UK adults spend 25 hours per week online, and 41% of people spend more time online than they intended. "Than they intended" is the key issue. This isn’t us using the internet in all of its glory, this is us getting stuck in mindless scroll holes.
That feeling, that ‘just one more scroll’, is where the Stop Scrolling challenge was born, over a glass of wine with my friend Zoë, a qualified counsellor. We both had high hopes for 2016, but knew there was one thing getting in the way of our goals: our compulsive social media and iPhone habits.
The aim of the challenge is to help those of us who like (or need) to be connected to reassess our relationship with technology. It’s about finding a healthier and more productive place without detox or deactivation - because those just aren’t practical for people who need the internet to work.
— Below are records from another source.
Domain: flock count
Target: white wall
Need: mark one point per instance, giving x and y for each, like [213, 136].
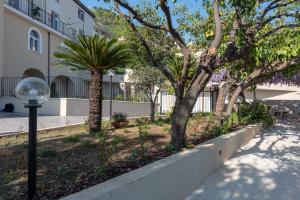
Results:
[80, 107]
[1, 36]
[174, 177]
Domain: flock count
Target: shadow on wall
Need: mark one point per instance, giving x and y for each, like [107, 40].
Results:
[270, 172]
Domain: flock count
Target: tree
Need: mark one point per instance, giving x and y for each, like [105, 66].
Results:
[270, 59]
[228, 33]
[96, 54]
[149, 81]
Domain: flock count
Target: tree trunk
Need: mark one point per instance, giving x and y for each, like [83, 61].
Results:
[95, 99]
[231, 102]
[152, 111]
[179, 118]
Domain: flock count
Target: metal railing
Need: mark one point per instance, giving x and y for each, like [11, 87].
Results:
[28, 8]
[72, 87]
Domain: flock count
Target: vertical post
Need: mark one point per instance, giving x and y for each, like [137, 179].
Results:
[161, 102]
[32, 166]
[111, 96]
[48, 58]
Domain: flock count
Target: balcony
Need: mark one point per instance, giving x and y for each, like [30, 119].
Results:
[28, 8]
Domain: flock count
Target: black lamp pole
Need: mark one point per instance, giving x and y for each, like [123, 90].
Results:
[32, 166]
[111, 96]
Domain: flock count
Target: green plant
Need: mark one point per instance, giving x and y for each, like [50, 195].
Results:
[233, 120]
[219, 130]
[44, 153]
[142, 121]
[71, 138]
[119, 117]
[97, 54]
[167, 129]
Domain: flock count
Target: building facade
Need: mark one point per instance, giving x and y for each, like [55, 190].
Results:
[31, 31]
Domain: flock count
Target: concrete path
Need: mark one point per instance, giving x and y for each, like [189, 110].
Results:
[13, 123]
[268, 168]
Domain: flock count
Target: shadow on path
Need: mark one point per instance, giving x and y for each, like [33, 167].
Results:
[267, 168]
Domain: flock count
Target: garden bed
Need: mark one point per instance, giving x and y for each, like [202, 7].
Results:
[69, 159]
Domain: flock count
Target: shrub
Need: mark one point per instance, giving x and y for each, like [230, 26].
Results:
[233, 120]
[72, 138]
[219, 130]
[119, 117]
[256, 113]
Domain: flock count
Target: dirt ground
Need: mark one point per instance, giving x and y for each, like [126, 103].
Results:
[69, 159]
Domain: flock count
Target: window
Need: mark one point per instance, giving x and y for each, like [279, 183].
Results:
[34, 40]
[14, 3]
[55, 20]
[81, 14]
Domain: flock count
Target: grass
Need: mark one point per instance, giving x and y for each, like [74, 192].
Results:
[68, 159]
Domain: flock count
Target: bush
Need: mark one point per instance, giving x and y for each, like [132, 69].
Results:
[119, 117]
[256, 113]
[219, 130]
[233, 120]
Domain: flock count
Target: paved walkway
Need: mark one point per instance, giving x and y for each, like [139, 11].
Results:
[268, 168]
[12, 123]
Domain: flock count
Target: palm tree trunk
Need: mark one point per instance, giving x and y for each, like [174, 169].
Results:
[95, 115]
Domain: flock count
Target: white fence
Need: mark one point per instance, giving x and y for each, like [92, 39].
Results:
[204, 102]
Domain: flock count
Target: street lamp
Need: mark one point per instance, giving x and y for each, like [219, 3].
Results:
[111, 74]
[238, 102]
[34, 92]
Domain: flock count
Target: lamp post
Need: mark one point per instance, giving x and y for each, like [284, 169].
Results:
[34, 92]
[238, 102]
[111, 74]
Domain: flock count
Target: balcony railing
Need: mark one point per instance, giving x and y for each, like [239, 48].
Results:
[28, 8]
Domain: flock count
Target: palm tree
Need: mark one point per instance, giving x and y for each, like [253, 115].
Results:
[96, 54]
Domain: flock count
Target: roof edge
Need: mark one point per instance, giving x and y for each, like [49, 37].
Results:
[86, 9]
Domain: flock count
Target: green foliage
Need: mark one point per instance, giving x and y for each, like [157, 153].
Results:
[119, 117]
[93, 53]
[72, 138]
[256, 113]
[44, 153]
[233, 120]
[142, 121]
[219, 130]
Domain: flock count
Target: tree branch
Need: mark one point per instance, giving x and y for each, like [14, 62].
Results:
[218, 36]
[143, 41]
[138, 17]
[277, 29]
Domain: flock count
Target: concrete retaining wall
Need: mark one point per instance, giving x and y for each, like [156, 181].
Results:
[80, 107]
[174, 177]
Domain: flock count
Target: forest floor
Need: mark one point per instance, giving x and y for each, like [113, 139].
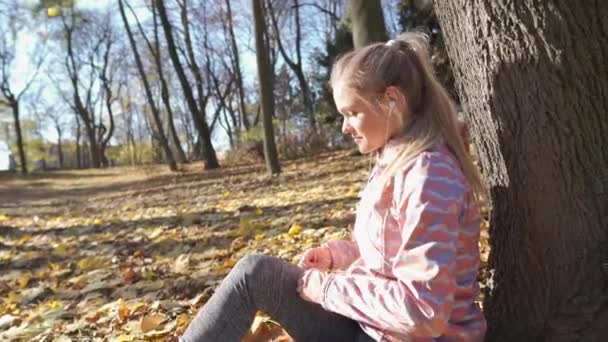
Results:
[131, 254]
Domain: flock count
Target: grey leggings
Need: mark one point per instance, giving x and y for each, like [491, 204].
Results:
[268, 284]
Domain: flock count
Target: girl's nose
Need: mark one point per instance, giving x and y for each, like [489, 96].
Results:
[345, 125]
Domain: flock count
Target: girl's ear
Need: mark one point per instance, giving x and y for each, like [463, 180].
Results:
[394, 98]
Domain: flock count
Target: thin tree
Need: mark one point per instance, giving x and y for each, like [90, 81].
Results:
[198, 112]
[266, 88]
[155, 50]
[295, 65]
[237, 66]
[531, 76]
[367, 22]
[154, 110]
[10, 96]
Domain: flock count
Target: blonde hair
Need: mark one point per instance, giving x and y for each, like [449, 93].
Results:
[405, 64]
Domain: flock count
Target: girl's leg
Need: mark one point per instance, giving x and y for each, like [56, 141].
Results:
[268, 284]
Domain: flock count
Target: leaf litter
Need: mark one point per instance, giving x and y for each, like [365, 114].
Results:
[131, 254]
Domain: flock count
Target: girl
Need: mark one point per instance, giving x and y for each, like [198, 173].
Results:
[410, 272]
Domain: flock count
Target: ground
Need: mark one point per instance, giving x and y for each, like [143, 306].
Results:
[131, 254]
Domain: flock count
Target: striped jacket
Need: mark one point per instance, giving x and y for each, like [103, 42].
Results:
[410, 272]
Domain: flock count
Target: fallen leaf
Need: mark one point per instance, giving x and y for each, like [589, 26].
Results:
[181, 263]
[151, 322]
[294, 230]
[122, 310]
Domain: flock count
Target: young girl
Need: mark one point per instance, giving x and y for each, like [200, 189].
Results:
[410, 272]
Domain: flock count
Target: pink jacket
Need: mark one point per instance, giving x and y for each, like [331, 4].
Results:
[411, 271]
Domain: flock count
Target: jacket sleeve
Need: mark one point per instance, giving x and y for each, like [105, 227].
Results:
[418, 302]
[343, 252]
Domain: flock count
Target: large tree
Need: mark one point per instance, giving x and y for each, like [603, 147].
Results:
[367, 22]
[144, 78]
[532, 78]
[197, 106]
[266, 78]
[10, 93]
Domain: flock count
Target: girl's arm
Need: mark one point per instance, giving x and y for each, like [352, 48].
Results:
[343, 252]
[419, 301]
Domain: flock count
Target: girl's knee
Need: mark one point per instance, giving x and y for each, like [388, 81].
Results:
[254, 265]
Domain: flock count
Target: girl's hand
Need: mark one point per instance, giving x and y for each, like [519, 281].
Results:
[310, 286]
[319, 258]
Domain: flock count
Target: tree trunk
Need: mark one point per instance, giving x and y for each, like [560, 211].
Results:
[155, 114]
[95, 159]
[78, 154]
[237, 68]
[532, 78]
[367, 22]
[296, 66]
[20, 143]
[181, 155]
[266, 89]
[210, 158]
[60, 146]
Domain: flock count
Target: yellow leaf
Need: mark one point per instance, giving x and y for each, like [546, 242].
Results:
[13, 298]
[24, 239]
[123, 310]
[183, 321]
[151, 322]
[91, 263]
[124, 338]
[24, 280]
[294, 230]
[52, 11]
[54, 304]
[227, 264]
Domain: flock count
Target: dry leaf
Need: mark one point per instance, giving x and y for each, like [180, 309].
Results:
[123, 310]
[182, 263]
[151, 322]
[294, 230]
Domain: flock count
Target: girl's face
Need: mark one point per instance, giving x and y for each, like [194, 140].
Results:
[369, 128]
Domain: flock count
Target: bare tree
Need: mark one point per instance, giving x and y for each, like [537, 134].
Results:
[266, 88]
[367, 22]
[153, 108]
[296, 64]
[535, 98]
[11, 97]
[197, 110]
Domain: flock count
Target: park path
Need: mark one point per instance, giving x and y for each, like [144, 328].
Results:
[129, 254]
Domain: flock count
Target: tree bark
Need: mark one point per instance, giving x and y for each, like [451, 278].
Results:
[237, 68]
[367, 22]
[20, 143]
[60, 146]
[78, 134]
[532, 79]
[210, 158]
[296, 66]
[266, 89]
[155, 114]
[156, 54]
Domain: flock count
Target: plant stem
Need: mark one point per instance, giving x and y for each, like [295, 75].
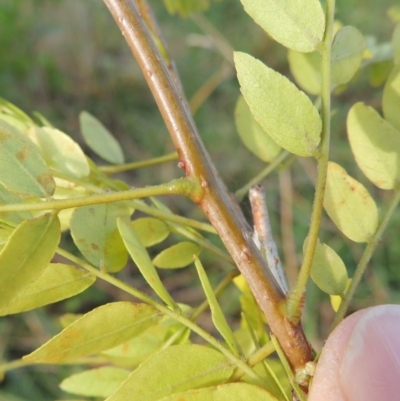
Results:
[295, 300]
[365, 258]
[214, 200]
[136, 165]
[183, 186]
[163, 309]
[240, 193]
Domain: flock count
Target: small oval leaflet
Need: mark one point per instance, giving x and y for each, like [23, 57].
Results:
[150, 230]
[90, 335]
[328, 270]
[101, 382]
[252, 134]
[194, 366]
[350, 205]
[177, 256]
[375, 145]
[296, 24]
[99, 139]
[285, 112]
[347, 50]
[23, 170]
[391, 98]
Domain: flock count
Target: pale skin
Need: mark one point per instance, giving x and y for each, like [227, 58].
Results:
[361, 359]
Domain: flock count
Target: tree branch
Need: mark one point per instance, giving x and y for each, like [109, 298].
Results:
[214, 199]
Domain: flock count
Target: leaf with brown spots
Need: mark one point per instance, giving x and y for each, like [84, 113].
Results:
[23, 170]
[350, 205]
[103, 328]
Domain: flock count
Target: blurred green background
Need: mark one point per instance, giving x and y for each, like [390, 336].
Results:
[63, 56]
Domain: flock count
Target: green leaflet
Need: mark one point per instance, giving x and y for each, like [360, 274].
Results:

Here are some tips to get you going:
Start at the start
Will the world fall apart if you don’t check emails or Facebook until you’re ready to leave in the morning? Buy back the 10 minutes usually spent on the morning scroll and use a hair mask, meditate, do some stretches, stay in bed longer or get to the office early.
What do you really need?
Finding digital balance is about reaping the rewards of being online while letting go of the bits that don’t benefit our lives. If checking your work email 9am-7pm means you can work flexibly, don’t get rid of that. If having Pinterest on your phone keeps you up until 2am and you’d really rather sleep, perhaps you don’t need the app and restrict your use to desktop.
What can you take offline?
Having everything on our smartphone was hugely exciting at first: one device to rule them all. But going back to analogue in a couple of key ways has a knock-on effect when changing habits. Using an old-fashioned alarm clock or a pen-and-paper to-do list creates a distance from your digital activity at significant times you could do without being phone in hand: when you wake up, and when you get down to productivity.
What did you do before Facebook?
Our most popular day in the challenge focuses on downtime. When we have a lot to do, sometimes we feel guilty doing anything else, so we do ‘nothing’. But in 2016, ‘nothing’ is usually scrolling. What happened to hobbies? Reconnecting with activities we enjoy with purpose is a big part of overcoming mindless scrolling.
End at the end
We’ve all heard that the blue light from our devices disrupts our sleeping patterns - that and our inability to stop scrolling once we start at bedtime. If you complain about not getting enough sleep, set a bedtime and give yourself an ‘offline buffer’ of a couple of hours. See how many coffees you need the next day.